In the current study, we suggest a compromised method, SIIF, which can reduce the respiratory burden of preterm infants who require respiratory support during feeding and minimize the complications of 24-hour continuous feeding by providing a 3-hour interval between feedings. We found SIIF to significantly reduce feeding-associated cardiorespiratory events and respiratory support levels.
As cardiorespiratory events in preterm infants are affected by various factors, we attempted to monitor the acute effect of SIIF by comparing events 24 hours before and after the application of SIIF. We excluded infants with other factors that could affect cardiorespiratory events beyond the feeding modality, such as clinical or culture-proven sepsis, or those within 3 days of surgical treatment. A single researcher reviewed and analyzed every cardiorespiratory event detected by bedside cardiorespiratory monitors in all patients by reviewing the electronic medical records completed by the assigned nurses. After SIIF, 27 of 34 patients (79.6%) showed a decrease in the level of ventilator support or no change in the respiratory support modality, and all patients showed significantly decreased rates of feeding-related respiratory deterioration. The levels of respiratory support increased after SIIF in seven patients who were then weaned from ventilator support or were in the middle of the BPD aggravation period. Even though respiratory support increased, five of the seven patients showed a decrease in the number of cardiorespiratory events after SIIF.

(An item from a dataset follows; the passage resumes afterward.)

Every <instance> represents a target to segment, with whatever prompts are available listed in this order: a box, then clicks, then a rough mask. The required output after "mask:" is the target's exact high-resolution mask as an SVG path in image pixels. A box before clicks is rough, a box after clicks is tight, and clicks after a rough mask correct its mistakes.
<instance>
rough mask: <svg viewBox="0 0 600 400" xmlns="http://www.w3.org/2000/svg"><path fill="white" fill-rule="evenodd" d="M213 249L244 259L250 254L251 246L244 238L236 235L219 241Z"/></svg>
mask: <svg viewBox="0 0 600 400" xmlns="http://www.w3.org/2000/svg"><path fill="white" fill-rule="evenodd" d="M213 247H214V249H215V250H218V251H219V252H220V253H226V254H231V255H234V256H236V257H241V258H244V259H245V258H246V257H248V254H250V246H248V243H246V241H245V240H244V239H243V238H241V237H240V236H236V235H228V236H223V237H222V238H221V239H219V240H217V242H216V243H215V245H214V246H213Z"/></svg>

This study had some limitations. First, the measurement of cardiorespiratory events relied entirely on alarms detected by the cardiorespiratory monitor; as such, events that recovered before the alarm activated may have been missed. In addition, there are no definite criteria for feeding-related alarms in preterm infants because the gastric emptying time may be longer depending on the gestational age and other conditions. In this study, events that occurred during or within 30 minutes after 1-hour of feeding were considered feeding-related cardiorespiratory events. Because this was a single-center retrospective study with a small sample size, multicenter, larger-sample studies are needed to further evaluate the effectiveness of SIIF. To clarify the effect of SIIF, a crossover study or comparison with a control group is also required. Finally, we focused only on the respiratory-related outcomes after SIIF. Further studies on SIIF-related gastrointestinal outcomes, such as the time to reach full enteral feeding, duration of gavage feeding, and symptoms associated with feeding intolerance, are also needed.

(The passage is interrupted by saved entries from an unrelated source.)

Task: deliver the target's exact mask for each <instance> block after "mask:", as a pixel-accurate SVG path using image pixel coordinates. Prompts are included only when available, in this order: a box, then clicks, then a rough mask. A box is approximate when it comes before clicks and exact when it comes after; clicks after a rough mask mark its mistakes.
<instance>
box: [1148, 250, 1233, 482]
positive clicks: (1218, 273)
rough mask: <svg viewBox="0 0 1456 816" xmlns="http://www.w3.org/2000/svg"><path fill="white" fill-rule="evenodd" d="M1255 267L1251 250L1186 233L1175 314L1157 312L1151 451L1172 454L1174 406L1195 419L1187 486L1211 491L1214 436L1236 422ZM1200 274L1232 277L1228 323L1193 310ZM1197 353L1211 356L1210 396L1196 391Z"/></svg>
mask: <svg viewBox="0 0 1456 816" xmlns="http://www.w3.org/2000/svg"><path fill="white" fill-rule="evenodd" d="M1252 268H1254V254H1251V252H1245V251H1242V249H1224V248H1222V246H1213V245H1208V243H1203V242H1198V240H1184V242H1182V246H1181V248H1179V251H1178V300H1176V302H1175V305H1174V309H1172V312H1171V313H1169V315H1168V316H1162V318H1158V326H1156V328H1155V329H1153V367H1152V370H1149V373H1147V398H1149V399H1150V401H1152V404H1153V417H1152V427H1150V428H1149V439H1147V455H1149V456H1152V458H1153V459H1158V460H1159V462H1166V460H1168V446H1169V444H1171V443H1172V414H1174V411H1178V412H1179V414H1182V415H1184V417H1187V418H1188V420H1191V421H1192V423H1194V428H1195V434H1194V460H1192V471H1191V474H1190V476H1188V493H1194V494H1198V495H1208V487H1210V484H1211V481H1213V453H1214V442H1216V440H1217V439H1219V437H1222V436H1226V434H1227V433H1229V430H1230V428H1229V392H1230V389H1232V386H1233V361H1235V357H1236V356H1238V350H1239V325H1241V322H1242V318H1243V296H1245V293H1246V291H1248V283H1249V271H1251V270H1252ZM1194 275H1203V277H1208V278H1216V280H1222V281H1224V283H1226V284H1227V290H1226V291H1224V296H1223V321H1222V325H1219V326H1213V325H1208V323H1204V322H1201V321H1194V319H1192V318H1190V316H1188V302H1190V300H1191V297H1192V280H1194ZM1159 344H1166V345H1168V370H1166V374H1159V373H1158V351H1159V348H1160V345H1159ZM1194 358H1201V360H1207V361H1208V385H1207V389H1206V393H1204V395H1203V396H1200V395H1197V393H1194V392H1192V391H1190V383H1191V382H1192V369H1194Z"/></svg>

In conclusion, SIIF significantly reduced the frequency of feeding-related cardiorespiratory events in preterm infants requiring invasive and noninvasive respiratory support. Additionally, the degree of ventilator support significantly decreased after SIIF. Therefore, SIIF may be a therapeutic option for gavage feedingassociated cardiorespiratory deterioration in preterm infants in the NICU.